With this, we are in the position to calculate the total cost (spend) per category per month. In category 2 there is a sharp increase in November while it is close to zero during the rest months. This verifies that category 2 has to do with Christmas related products.

We calculate total spending (cost) per category for every customer.
Finally, we will replace the total cost per category with the percentage of the total cost across all categories. Notice, that in some cases we have negative values. Probably this signifies returns. Since an item that is returned should have been bought at a previous time, we change negative values to positive. This will be the input to k-means for creating customer clusters.
Customer Segmentation – clustering
Classically, we scale the input matrix and use the elbow method to decide the number of customer clusters.
Remember, that according to the elbow method the best values for the number of clusters is where there is an elbow/angle in the graph. Based on this we can select either 4 or 7 as the number of clusters.

The code for creating 4 clusters and for profiling them is listed below. Function cluster_profile
calculates the median of the spending percentages for each cluster and plots a heatmap with the results.

We see that for all clusters there is a high percentage of spending in category 0. In addition:
- cluster 0 has customers with high spending in category 2,
- cluster 1 has customers with high spending only in category 0,
- cluster 2 has customers with high spending in category 3,
- cluster 3 has customers with high spending in category 1.
If we try creating 6 clusters, we get, in some cases, clusters with a higher percentage in category 1 or category 2 than in category 0. The drawback is that in order to achieve that we have to create clusters with few customers.
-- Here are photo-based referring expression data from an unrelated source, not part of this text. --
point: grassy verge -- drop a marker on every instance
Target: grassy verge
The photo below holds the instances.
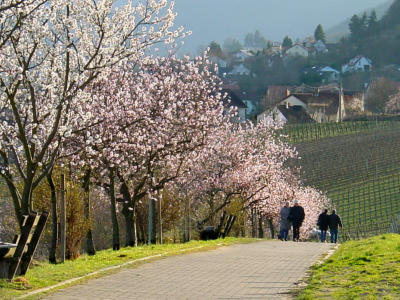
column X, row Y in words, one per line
column 365, row 269
column 43, row 274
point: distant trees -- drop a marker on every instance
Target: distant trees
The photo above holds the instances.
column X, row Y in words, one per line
column 393, row 105
column 379, row 94
column 255, row 40
column 363, row 26
column 287, row 42
column 232, row 45
column 215, row 50
column 319, row 34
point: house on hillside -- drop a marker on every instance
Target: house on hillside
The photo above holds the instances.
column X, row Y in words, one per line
column 242, row 55
column 221, row 63
column 324, row 74
column 276, row 47
column 320, row 47
column 239, row 70
column 273, row 95
column 297, row 50
column 231, row 99
column 286, row 114
column 358, row 64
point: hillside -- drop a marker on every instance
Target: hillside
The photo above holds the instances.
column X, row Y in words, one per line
column 360, row 174
column 335, row 33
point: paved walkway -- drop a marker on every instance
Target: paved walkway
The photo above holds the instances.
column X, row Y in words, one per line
column 265, row 270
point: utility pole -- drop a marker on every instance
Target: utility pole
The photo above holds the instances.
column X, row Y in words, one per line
column 160, row 219
column 63, row 219
column 151, row 221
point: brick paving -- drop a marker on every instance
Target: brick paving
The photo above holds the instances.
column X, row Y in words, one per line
column 264, row 270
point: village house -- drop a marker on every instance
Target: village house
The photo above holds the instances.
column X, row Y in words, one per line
column 358, row 64
column 307, row 104
column 231, row 99
column 320, row 47
column 276, row 47
column 325, row 74
column 239, row 70
column 242, row 55
column 297, row 50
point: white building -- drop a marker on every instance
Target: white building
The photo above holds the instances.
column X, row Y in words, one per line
column 239, row 70
column 320, row 47
column 243, row 54
column 297, row 50
column 358, row 64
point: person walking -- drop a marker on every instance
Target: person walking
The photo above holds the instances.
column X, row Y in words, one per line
column 296, row 216
column 323, row 223
column 334, row 223
column 285, row 223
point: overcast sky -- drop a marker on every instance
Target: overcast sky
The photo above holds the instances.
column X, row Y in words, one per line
column 219, row 19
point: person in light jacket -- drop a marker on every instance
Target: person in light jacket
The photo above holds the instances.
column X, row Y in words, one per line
column 334, row 223
column 285, row 223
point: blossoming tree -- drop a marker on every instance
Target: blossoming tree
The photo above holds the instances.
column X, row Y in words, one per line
column 150, row 122
column 51, row 51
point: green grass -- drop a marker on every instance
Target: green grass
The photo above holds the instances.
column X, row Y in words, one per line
column 360, row 174
column 307, row 132
column 43, row 274
column 364, row 269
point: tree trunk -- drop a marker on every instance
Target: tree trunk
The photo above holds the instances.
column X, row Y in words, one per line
column 129, row 213
column 129, row 224
column 90, row 248
column 271, row 228
column 114, row 219
column 54, row 226
column 260, row 227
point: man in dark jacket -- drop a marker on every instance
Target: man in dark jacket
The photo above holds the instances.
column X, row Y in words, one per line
column 323, row 222
column 334, row 222
column 296, row 216
column 285, row 223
Using hierarchical clustering we can gain a better understanding of the possible number of clusters.

Selecting 4 clusters we observe that, now, the cluster with high spending in category 1 (cluster 3) has higher spending in category 1 than in category 0. This inversion is a result of its smaller size. Thus, we will chose to use k-means with 4 clusters. The relative information is exported with pickle.
In the next part, we will perform Customer Segmentation based on RFM value and customer’s country. In the second part, we will also combine the two segmentations into a complete analysis.
As a final remark, the image below shows the results we get if we use 6 item categories. On the left, it displays the elbow graph for selecting the number of clusters in customer segmentation. According to this the best number of clusters is either 3 or 5. If we try with 3 clusters, we get one cluster with most of the customers and two much smaller ones. To the right of the image is the profiling with 5 clusters. As you can see, the results are similar to our 4 clustering solution with 4 category descriptions. The difference being that now there exist two clusters where most of the spending is in category 0.

For good or worse, there are no hard rules for several clustering decisions. Only guidelines. You can experiment and make your own by running the jupyter notebook in Google’s colab.